The reason for this is because, in general, string_view does not represent a null-terminated string. It will if you initialize it with a C string literal, but it's not something that's true for all use cases, and might introduce bugs if it gets misused.

Consider how you would interface with a C library assuming Cpp2 string literals are string_view's:

str:= "a Cpp2 string literal"; // actually a std::string_view

some_c_function(str.data()); // OK, str.data() is null-terminated

You have no option but to call the member function .data() to get a const char* out. A user might be tempted to do the same thing when passing a string_view that was not initialized from a string literal:

str: std::string = "a regular Cpp string";
substr: std::string_view = (str.begin(), std::next(str.begin(), 3));

some_c_function(substr.data()); // ¯\_(ツ)_/¯

I suggest implementing strongly-typed string literals in Cpp2. This type could have an implicit conversion operator to string_view and should only have a constructor from a string literal. This type can also have a .c_str() member function, just like std::string, that returns a const char* guaranteed to be null-terminated. I've seen some implementations of such types, sometimes called fixed_string or string_literal. Internally, this type is just a wrapper around a reference to the string literal (guaranteed to be valid for the duration of the program) with a compile-time known size and so does not add any overhead.

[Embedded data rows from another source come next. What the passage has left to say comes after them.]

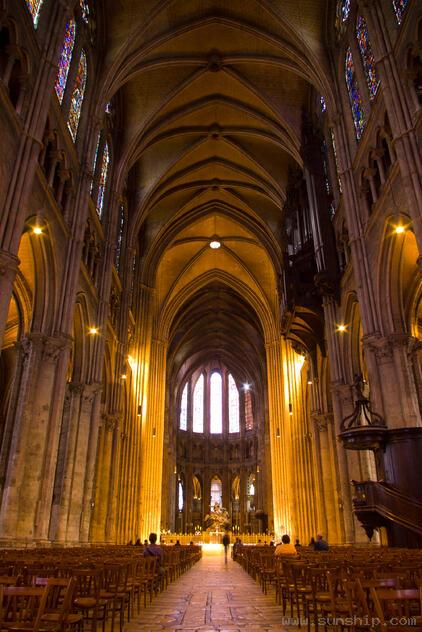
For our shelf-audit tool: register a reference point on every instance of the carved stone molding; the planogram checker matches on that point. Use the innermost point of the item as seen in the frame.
(8, 265)
(322, 421)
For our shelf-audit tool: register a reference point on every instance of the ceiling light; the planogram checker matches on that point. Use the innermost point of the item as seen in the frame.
(400, 229)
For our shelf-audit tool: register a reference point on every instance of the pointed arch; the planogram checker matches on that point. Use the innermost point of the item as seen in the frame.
(400, 7)
(216, 403)
(78, 94)
(183, 416)
(198, 405)
(65, 59)
(234, 425)
(367, 56)
(34, 8)
(355, 97)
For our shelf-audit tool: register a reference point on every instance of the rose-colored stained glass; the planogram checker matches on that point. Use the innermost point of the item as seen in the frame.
(78, 96)
(65, 59)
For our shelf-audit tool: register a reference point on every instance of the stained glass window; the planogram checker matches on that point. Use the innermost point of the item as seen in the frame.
(34, 7)
(344, 10)
(399, 9)
(183, 420)
(77, 96)
(180, 496)
(65, 59)
(119, 242)
(103, 179)
(367, 55)
(84, 10)
(198, 405)
(233, 406)
(216, 403)
(216, 492)
(355, 98)
(248, 411)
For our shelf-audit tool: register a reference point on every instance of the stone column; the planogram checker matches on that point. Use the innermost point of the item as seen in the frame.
(19, 184)
(28, 489)
(152, 443)
(280, 431)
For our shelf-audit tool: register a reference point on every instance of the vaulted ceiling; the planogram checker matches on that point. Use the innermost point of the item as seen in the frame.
(213, 93)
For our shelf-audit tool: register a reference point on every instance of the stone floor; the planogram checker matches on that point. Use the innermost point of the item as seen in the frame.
(211, 596)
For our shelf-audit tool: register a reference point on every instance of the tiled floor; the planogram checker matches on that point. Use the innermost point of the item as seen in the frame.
(209, 597)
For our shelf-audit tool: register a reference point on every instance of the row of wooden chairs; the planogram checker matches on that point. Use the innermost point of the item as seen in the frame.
(355, 590)
(81, 589)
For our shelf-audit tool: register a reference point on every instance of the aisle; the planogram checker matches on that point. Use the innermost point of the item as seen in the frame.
(211, 597)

The code above then becomes

str:= "a Cpp2 string literal"; // actually a cpp2::string_literal
str2: cpp2::string_literal = "another Cpp2 string literal"; // the type can also be given explicitly

some_c_function(str.c_str()); // Guaranteed to be null-terminated

Of course, this doesn't prevent the user from passing a non null-terminated string to a C function, but it does a much better job at educating users to call .c_str() whenever they need to interface with a C function.

In fact, this could be pushed even further and have cppfront emit a warning (or error?) whenever it sees std::string_view::data() being used to pass an argument to a function taking const char*, although I don't know if it can be implemented.

hsutter commented 2 years ago

Raw pointers are fundamentally problematic if we have to do pointer arithmetic or offset based access. A major source for pointers, that we inherited from C, are strings.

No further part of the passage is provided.